New_individuals = pd.read_csv('ENTER DATA FILE').to_numpy()

New_BMI = 
New_individuals = 
New_AUC = New_profile.sum(axis=1)

plt.figure()
plt.gcf().set_facecolor('w')

plt.subplot(1, 2, 1)
plt.plot(New_profile[0, :], linewidth=1, color=colorplot[0, :])
plt.plot(New_profile[1, :], linewidth=1, color=colorplot[1, :])
plt.xlim([1, 24])
plt.xlabel('Time (hour)')
plt.ylim([0, 150])
plt.ylabel('Hormone profile (muM)')
plt.box(True)

plt.subplot(1, 2, 2)
hC1 = plt.plot(BMI[Controls], AUC[Controls], 'o', markersize=10, markerfacecolor=plot_color[3, :], markeredgecolor='w')
hP1 = plt.plot(BMI[Patients], AUC[Patients], 'o', markersize=10, markerfacecolor=plot_color[-1, :], markeredgecolor='w')
plt.plot(New_BMI[0], New_AUC[0], 's', markersize=15, markerfacecolor=colorplot[0, :], markeredgecolor=colorplot[0, :], linewidth=2.5)
plt.plot(New_BMI[1], New_AUC[1], 's', markersize=15, markerfacecolor=colorplot[1, :], markeredgecolor=colorplot[1, :], linewidth=2.5)
plt.xlabel('BMI')
plt.ylabel('AUC')
plt.box(True)
plt.tight_layout()
plt.show()

**Step 15:** Look at the hormone profiles of the 2 new individuals, and where they sit on the graph. Would you confidently be able to say if one is a control participant or if one has disease? Discuss this with the class.

# Task 5

To help us have a definitive answer of whether these new individuals are either control or patient participants, we need a way to competely separate the two clusters...by drawing a line between the two that acts as a boundary. Anything above the line is patient, anything below the line is control.

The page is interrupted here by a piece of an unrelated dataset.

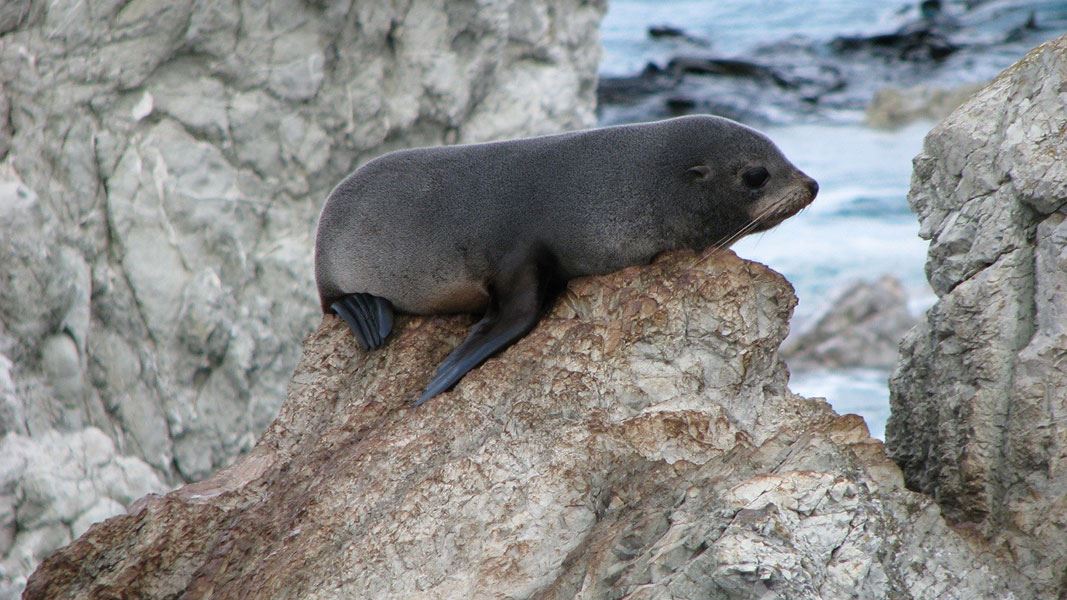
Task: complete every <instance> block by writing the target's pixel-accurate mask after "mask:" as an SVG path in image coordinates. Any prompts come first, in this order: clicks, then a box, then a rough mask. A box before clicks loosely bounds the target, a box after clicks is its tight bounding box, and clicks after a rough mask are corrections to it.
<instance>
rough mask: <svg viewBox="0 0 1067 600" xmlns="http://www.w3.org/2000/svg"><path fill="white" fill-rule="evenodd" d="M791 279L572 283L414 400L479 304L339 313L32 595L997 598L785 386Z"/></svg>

But we cant just draw a line based on nothing. We can use a clever algorithm that draws a line based on the data, so we know the line is the most accurate and representative boundary based on our data.

This algorithm is called a **Support Vector Machine**

**Run the section of code below...**

In [None]:
%matplotlib notebook
# Assuming BMI, AUC, condition, Controls, Patients, plot_color, New_BMI, New_AUC, colorplot are defined

# Fit SVM model
SVMModel = SVC(kernel='linear').fit(np.column_stack((BMI, AUC)), condition)
sv = SVMModel.support_vectors_
beta = SVMModel.coef_[0]
b = SVMModel.intercept_[0]

X1 = np.linspace(np.min(BMI), np.max(BMI), 100)
X2 = -(beta[0] / beta[1] * X1) - b / beta[1]

plt.figure()
plt.gca().set_facecolor('w')
hC4 = plt.plot(BMI[Controls], AUC[Controls], 'o', markersize=10, 
               markerfacecolor=plot_color[3, :], markeredgecolor='w')
hP4 = plt.plot(BMI[Patients], AUC[Patients], 'o', markersize=10, 
               markerfacecolor=plot_color[-1, :], markeredgecolor='w')
plt.plot(X1, X2, '-', linewidth=2, color='k')
plt.plot(New_BMI[0], New_AUC[0], 's', markersize=15, 
         markerfacecolor=colorplot[0, :], markeredgecolor=colorplot[0, :], linewidth=2.5)
plt.plot(New_BMI[1], New_AUC[1], 's', markersize=15, 
         markerfacecolor=colorplot[1, :], markeredgecolor=colorplot[1, :], linewidth=2.5)

plt.xlabel('BMI')
plt.ylabel('AUC')
plt.box(True)

#plt.legend([hC4[0], hP4[0]], ['Controls', 'Patients'], 
 #          orientation='horizontal', frameon=False, loc='upper center')
plt.show()

**Step 16:** Now we have used the SVM algorithm to separate the clusters with a line, are you now able to confidently say wheteher these 2 individuals are a control participant or patient?